Without API Deployer¶

Note

This method is not available on Dataiku Cloud.

You can configure the parallelism parameters for the endpoint by creating a JSON file in the config/services folder in the API node’s data directory.

mkdir -p config/services/<SERVICE_ID>

Then create or edit the config/services/<SERVICE_ID>/<ENDPOINT_ID>.json file

This file must have the following structure and be valid JSON:

{
    "pool" : {
        "floor" : 1,
        "ceil" : 16,
        "cruise": 8,
        "queue" : 16,
        "timeout" : 10000
    }
}

Those parameters are all positive integers:

floor (default: 1): Minimum number of pipelines. Those are allocated as soon as the endpoint is loaded.
ceil (default: 16): Maximum number of allocated pipelines at any given time.

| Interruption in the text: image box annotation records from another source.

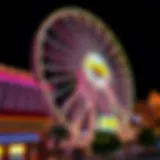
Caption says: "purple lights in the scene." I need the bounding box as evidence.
[0,66,49,115]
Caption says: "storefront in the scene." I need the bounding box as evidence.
[0,65,53,160]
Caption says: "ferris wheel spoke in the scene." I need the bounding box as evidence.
[48,75,73,84]
[62,90,79,115]
[44,51,79,64]
[45,37,73,56]
[55,85,72,97]
[98,97,111,113]
[44,64,78,72]
[72,106,88,134]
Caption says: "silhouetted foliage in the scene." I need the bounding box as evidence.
[138,128,156,146]
[92,132,121,153]
[49,125,69,139]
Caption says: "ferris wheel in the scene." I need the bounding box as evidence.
[33,7,134,147]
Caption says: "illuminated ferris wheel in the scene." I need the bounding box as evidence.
[33,7,134,146]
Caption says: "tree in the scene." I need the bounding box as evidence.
[138,128,156,147]
[92,131,121,154]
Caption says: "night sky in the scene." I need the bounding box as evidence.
[0,0,160,99]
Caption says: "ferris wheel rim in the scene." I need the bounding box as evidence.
[33,7,135,136]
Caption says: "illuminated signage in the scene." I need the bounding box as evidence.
[96,116,118,132]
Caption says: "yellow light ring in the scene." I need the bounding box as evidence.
[33,7,134,135]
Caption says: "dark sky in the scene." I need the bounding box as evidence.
[0,0,160,99]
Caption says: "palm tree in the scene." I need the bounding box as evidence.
[92,131,121,154]
[49,125,69,159]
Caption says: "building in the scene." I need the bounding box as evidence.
[0,65,53,160]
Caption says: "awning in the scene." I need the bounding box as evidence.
[0,133,40,144]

Additional requests will be queued. ceil ≥ floor
cruise (default: 8): The “nominal” number of allocated pipelines. When more requests come in, more pipelines may be allocated up to ceil. But when all pending requests have been completed, the number of pipeline may go down to cruise. floor ≤ cruise ≤ ceil
queue (default: 16): The number of requests that will be queued when ceil pipelines are already allocated and busy. The queue is fair: first received request will be handled first.
timeout (default: 10000): Time, in milliseconds, that a request may spend in queue wating for a free pipeline before being rejected.

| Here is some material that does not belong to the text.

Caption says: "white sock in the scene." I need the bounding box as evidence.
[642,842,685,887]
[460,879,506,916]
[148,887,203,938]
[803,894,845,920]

Creating a new pipeline is an expensive operation, so you should aim cruise around the expected maximal nominal query load.

With API Deployer¶

You can configure the parallelism parameters for the endpoint in the Deployment settings, in the “Endpoints tuning” setting.

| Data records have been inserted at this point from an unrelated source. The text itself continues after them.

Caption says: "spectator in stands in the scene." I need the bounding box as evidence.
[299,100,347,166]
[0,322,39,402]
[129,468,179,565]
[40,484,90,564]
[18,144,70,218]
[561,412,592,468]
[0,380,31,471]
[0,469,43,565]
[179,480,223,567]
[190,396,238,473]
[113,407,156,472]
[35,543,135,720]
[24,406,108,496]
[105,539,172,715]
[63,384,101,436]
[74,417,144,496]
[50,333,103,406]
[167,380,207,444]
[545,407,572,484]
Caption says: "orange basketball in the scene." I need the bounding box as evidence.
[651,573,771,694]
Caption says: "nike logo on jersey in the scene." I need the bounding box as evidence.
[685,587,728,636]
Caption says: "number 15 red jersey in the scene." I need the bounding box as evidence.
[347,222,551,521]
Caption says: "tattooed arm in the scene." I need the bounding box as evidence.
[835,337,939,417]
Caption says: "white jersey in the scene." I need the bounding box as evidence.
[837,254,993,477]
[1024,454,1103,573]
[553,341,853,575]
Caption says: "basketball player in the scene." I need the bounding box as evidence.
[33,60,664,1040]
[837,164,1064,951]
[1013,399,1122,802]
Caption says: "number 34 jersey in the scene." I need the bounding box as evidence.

Go to the Deployment Settings > Endpoints tuning
Add a tuning block for your endpoint by entering your endpoint id and click Add
Configure the parameters

Those parameters are all positive integers:

Pooling min pipelines (default: 1): Minimum number of pipelines. Those are allocated as soon as the endpoint is loaded.
Pooling max pipelines (default: 8): Maximum number of allocated pipelines at any given time. Additional requests will be queued. max pipelines ≥ min pipelines
Pooling cruise pipelines (default: 2): The “nominal” number of allocated pipelines. When more requests come in, more pipelines may be allocated up to max pipelines. But when all pending requests have been completed, the number of pipeline may go down to cruise pipelines. min pipelines ≤ cruise pipelines ≤ ceil pipelines
Pooling queue length (default: 16): The number of requests that will be queued when max pipelines pipelines are already allocated and busy. The queue is fair: first received request will be handled first.
Queue timeout (default: 10000): Time, in milliseconds, that a request may spend in queue waiting for a free pipeline before being rejected.

Creating a new pipeline is an expensive operation, so you should aim cruise pipelines around the expected maximal nominal query load.